Des exceptions pour les centrales à gaz et au fioul

À la COP26 sur le climat de Glasgow, en 2021, la France avait pourtant tardé à s'engager sur le sujet. Sous la pression de la société civile, elle avait finalement rejoint la Déclaration de Glasgow, une coalition d’acteurs qui vise à mettre fin à tout nouveau soutien public à l’étranger au secteur des énergies fossiles d’ici la fin 2022. À ce stade, seulement cinq acteurs ou pays ont pris des mesures effectives. Mais si la décision française est saluée, une exception notable demeure : les centrales de production électrique à base de gaz ou pétrole ne sont pas couvertes. 

"Or, investir aujourd’hui dans ce type de projets et construire la dépendance de régions aux hydrocarbures pour les prochaines décennies ne représentent ni bénéfice pour le climat, ni pour la transition énergétique des pays du Sud. Cela détourne des capitaux des véritables solutions et ralentit le développement des énergies renouvelables", déplorent les Amis de la Terre. Le budget 2023 prévoit également une exception pour les "opérations ayant pour effet de réduire l’impact environnemental négatif". Cela signifie que l’État pourrait soutenir des technologies comme la capture et stockage de carbone, qui ne sont pas encore matures et qui restent très coûteuses.

Cette décision établit une norme pour la finance envers les énergies fossiles

"Reste qu’il s’agit là d’une importante victoire sur laquelle on va pouvoir aller plus loin, en essayant d’embarquer d’autres pays mais aussi les acteurs privés. Cette décision établit une norme pour la finance envers les énergies fossiles. Toutes les banques françaises doivent s’aligner dessus", plaide Anna-Lena Rebaud. "Elle met aussi un coup à la stratégie de TotalEnergies qui explique qu’il est nécessaire de développer le pétrole et le gaz, on espère que ça va remettre en question leurs plans de développement", ajoute-t-elle.

Entre 2016 et 2020, la France a soutenu des projets pétroliers et gaziers à hauteur de près de 2 milliards d’euros, principalement sous forme de garanties à l’export.
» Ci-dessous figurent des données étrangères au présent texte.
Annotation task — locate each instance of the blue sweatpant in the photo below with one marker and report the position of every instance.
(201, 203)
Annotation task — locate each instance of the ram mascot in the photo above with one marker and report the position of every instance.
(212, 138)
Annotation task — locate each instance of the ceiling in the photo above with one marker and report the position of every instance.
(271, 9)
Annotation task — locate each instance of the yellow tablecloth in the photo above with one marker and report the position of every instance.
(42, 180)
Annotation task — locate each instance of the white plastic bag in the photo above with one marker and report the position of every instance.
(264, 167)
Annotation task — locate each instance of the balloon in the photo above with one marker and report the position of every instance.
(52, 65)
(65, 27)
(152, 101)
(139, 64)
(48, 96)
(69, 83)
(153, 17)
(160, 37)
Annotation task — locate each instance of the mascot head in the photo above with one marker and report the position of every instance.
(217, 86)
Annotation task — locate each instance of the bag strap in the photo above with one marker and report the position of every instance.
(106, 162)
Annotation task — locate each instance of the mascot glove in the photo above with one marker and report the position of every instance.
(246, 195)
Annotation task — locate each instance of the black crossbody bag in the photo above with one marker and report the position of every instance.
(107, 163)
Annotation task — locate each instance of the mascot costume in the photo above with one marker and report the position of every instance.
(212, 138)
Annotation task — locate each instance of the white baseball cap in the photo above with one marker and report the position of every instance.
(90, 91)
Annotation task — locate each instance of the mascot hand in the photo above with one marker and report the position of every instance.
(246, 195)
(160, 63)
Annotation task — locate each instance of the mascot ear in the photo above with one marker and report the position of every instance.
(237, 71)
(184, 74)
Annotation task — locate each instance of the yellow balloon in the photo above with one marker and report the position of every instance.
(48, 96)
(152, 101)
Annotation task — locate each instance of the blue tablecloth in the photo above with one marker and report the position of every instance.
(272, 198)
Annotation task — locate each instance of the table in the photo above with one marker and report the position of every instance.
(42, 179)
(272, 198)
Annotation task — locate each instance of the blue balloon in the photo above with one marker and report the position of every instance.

Parmi eux, le projet d’exploitation et liquéfaction de gaz en Arctique russe, avec une garantie de 350 millions d’euros accordée en 2017 à Technip ou encore le gazoduc de 879 km entre la Grèce, l’Albanie et l’Italie avec une garantie de 450 millions d’euros accordée en 2018 à Spiecapag, une entreprise spécialisée dans la pose de pipeline.